Sympower provides software-based energy management solutions for industrial and commercial businesses, as well as energy service providers. Its platform enables users to manage a wide range of electrical assets and processes, while also managing their interface with intermittent, renewable energy resources.

The use of software facilitates the demand-side management of energy by increasing flexibility. Historically, managing consumer demand has relied on financial incentives and campaigns to modify consumer behaviour.

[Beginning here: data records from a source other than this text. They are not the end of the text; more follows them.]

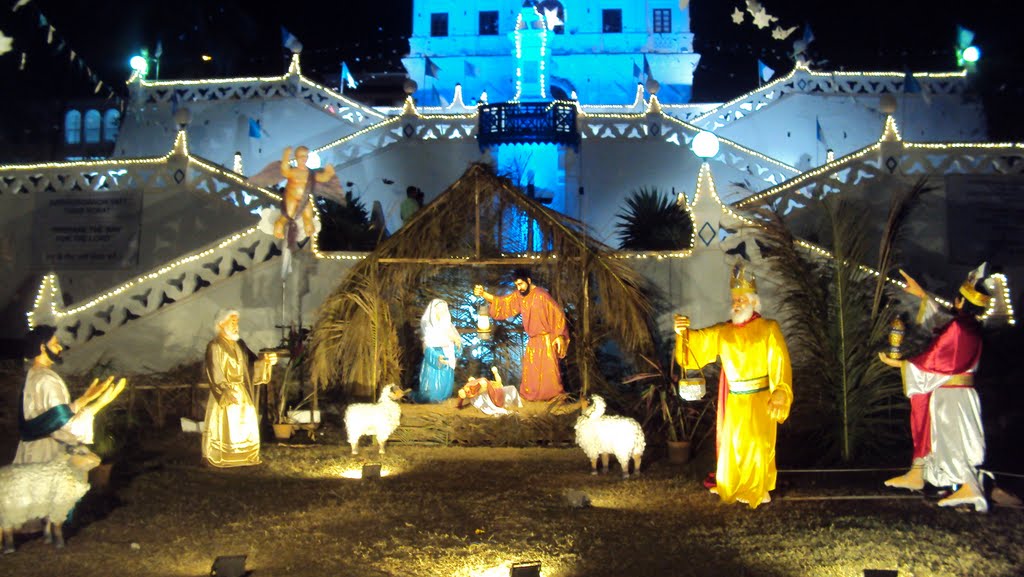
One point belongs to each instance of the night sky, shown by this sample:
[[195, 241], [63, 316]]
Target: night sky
[[245, 39]]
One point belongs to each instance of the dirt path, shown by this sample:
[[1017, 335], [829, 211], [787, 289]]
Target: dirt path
[[471, 511]]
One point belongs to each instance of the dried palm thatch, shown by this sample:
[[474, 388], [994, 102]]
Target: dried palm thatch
[[479, 229]]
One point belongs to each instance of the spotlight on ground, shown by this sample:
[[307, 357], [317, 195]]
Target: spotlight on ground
[[372, 470], [525, 569], [228, 566]]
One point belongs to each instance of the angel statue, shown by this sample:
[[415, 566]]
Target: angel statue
[[300, 189]]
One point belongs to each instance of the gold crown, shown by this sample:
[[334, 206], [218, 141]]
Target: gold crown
[[739, 283]]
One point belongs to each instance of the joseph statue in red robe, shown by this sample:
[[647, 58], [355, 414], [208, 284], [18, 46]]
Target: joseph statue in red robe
[[548, 339]]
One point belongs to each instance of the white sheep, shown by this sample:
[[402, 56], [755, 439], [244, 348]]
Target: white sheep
[[598, 434], [46, 490], [376, 419]]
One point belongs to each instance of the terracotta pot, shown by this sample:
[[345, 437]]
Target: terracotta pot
[[679, 452], [283, 429], [99, 477]]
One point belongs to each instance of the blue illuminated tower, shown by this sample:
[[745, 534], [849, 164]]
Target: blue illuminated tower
[[599, 50], [530, 40]]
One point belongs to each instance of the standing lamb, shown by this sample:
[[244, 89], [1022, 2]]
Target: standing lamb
[[47, 490], [598, 434], [375, 419]]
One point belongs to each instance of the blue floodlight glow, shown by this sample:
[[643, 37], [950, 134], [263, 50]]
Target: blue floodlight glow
[[139, 65]]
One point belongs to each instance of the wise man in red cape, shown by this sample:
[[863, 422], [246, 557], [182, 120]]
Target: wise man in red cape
[[945, 412]]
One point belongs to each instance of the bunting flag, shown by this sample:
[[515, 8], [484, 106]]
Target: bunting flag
[[430, 69], [6, 44], [53, 38], [346, 77], [288, 40]]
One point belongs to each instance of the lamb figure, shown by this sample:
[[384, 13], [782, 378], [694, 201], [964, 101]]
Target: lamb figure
[[375, 419], [46, 490], [600, 435]]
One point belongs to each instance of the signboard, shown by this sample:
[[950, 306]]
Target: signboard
[[87, 230], [984, 214]]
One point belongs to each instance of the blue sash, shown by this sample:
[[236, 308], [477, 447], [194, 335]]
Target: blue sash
[[42, 425]]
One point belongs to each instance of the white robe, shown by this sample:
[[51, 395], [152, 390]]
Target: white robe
[[43, 390], [231, 434], [957, 438]]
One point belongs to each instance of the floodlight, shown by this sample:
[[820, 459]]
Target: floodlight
[[525, 569], [971, 54], [228, 566], [705, 145], [372, 470]]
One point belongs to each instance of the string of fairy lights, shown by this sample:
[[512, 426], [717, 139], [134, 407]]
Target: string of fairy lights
[[49, 286]]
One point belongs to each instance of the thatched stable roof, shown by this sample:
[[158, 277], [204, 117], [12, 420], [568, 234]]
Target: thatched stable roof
[[474, 233]]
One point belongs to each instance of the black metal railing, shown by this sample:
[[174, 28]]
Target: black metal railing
[[510, 123]]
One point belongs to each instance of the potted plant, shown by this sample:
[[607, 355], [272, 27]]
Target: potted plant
[[295, 344], [683, 422], [110, 430]]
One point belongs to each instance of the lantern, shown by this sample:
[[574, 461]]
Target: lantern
[[483, 322]]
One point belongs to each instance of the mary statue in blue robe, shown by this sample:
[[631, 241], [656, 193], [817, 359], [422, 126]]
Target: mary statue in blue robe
[[440, 346]]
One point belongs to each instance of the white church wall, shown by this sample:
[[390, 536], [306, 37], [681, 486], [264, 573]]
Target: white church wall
[[431, 166], [608, 178], [786, 130], [219, 128]]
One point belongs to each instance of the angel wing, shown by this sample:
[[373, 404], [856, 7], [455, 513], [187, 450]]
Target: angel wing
[[332, 189]]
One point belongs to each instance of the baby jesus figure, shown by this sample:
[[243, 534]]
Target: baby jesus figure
[[488, 396]]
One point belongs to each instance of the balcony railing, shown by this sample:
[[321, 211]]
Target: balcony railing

Rapid growth and ambitious plans attract investors

Since its founding in 2015, Sympower has grown rapidly and now has 100 employees in nine countries. Its proprietary software platform is intended to balance the supply and demand of electricity across international grids. It has over 750 MW of flexible distributed energy sources under management, with over 200 industrial and commercial customers. It also works with renewable energy providers.

The company reported a doubling in its customer base and a 300% growth in revenues over the last year. It raised €22 million in funding in July 2022, enabling further expansion across Europe. Sympower also plans to expand its reach by including electric vehicle charging and battery storage facilities.

It raised an additional €3 million in November 2022, bringing its series B financing to a total of €25 million. This funding came from Activate Capital, a growth equity investor active in climate and sustainability investments. The other investors participating in the series B round included Rubio Impact Ventures, PDENH, Expon Capital and Rockstart.

Simon Bushell, Sympower’s founder and chief executive, said: “As we offer our flexibility services to more of Europe, we are grateful for the continued support from our investors. This trust has allowed us to further our ambitions as we implement our growth strategy, and help overcome the current energy crisis and secure a climate positive future for Europe.”

Shortly after its initial series B raise, Sympower was able to partner with Israel-based Noga, to help stabilise the country’s electricity grid. Noga is an independent system operator that is wholly owned by the Israeli government. The company plans to enter the Greek electricity markets, followed by opportunities in Italy, Poland, Hungary and the Czech Republic.

Sympower’s software helps manage volatility in energy market dynamics

Demand-side energy management goes beyond managing energy during times of curtailed supply. Its ascent as a discipline, and the development of solutions to implement it, will be vastly beneficial in managing the volatility of the intermittent power provided by renewable energy sources. 

Sympower’s platform was designed to help accelerate the energy transition. It looks for flexibility in energy supply-demand among its commercial and business users, and creates a balanced grid via its software. 

Renewable energy is set to become an increasing part of the energy mix, growing from less than 30% today to 90% by 2050 in the International Energy Agency’s Net Zero scenario. Their supply, however, can be more volatile than fossil fuels until technologies such as battery storage are rolled out at commercial scale. As such, balancing electricity demand and supply from renewable sources will likely sustain demand for Sympower’s application. 

Helping solve Europe’s energy crisis

Europe has been suffering an energy crisis throughout most of 2022, stemming directly from record-high gas prices and curtailed demand as a result of the war in Ukraine. The conflict exacerbated a tightening energy market which saw a sharp rise in the price of gas, coal and electricity towards the latter half of 2021.

In response to this crisis, EU lawmakers instituted the European Gas Demand Reduction Plan, intended to lower gas demand by 15% among member states. It also adopted a plan whereby countries are required to reduce electricity consumption by 5% during peak hours. Each country will be charged with identifying its own peak power usage. 

The EU Electricity Balancing Guideline regulation was intended to ensure that transmission system operators used and shared energy resources such that generation equalled demand. Amid the current energy crisis, the EU’s plans to reduce demand further highlight the need for demand-side management solutions like that provided by Sympower.